Question from the e-mail: People in my writers' group tell me I need to work on my transitions. I'm not sure I understand what they are talking about, but don't want to ask THEM...can you help?
Answer: A transition is when you move the reader from one place to another, or one scene to another, or one time to another. For those of us who are old enough to remember black and white westerns (or who are fans of movie classics) one memorable transition is when they flash on the screen, “Meanwhile, back at the ranch....”
A good transition, like the lead in a newspaper or magazine article, should answer the questions, Who? Where? and When? Otherwise it leaves the reader vaguely aware that something is missing and causes editors to write in their refusal letters, "This story needs to be better grounded in time and space." I know. I have the letters to prove it, because I used to be the world's worst at writing transitions. The worst kind of transition is a "weather report" as in, "It was a dark and stormy night," because it doesn’t say where, or when, or who. Nothing at all in there about 69 B.C., Pompeii, or the eruption of Mt. Vesuvius.
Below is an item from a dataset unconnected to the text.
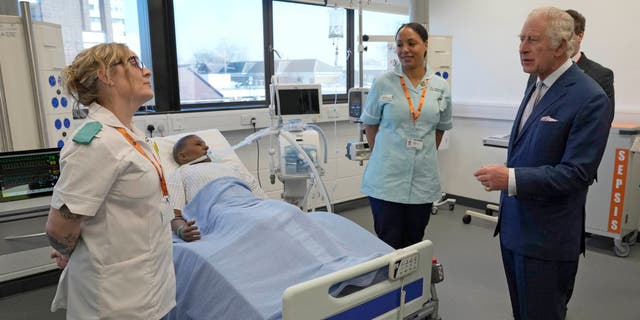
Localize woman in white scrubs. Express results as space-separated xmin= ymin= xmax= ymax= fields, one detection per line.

A lot of it is plain common sense. I can't tell you how many manuscripts I see where scenes open with conversation between two people, but we don't know who or where they are. Worse, many times a third person will say something, then following the speech, will be the words, "Danny Martin joined them on the post office steps." It's plain disorienting for Danny to speak, before he joins them. Sort of like someone sneaking up behind you and poking you in the back when you're not looking. And it's even worse if the first two people have been talking for half a page before we find out they're at the post office. Especially if we've already built them a street corner, or a grocery store parking lot in our imagination.
You don't have to write the transition first, either. You can just go ahead and write your scene, then go back and fix the transition. I usually find my own first line, complete with the hook, in the middle of page 2.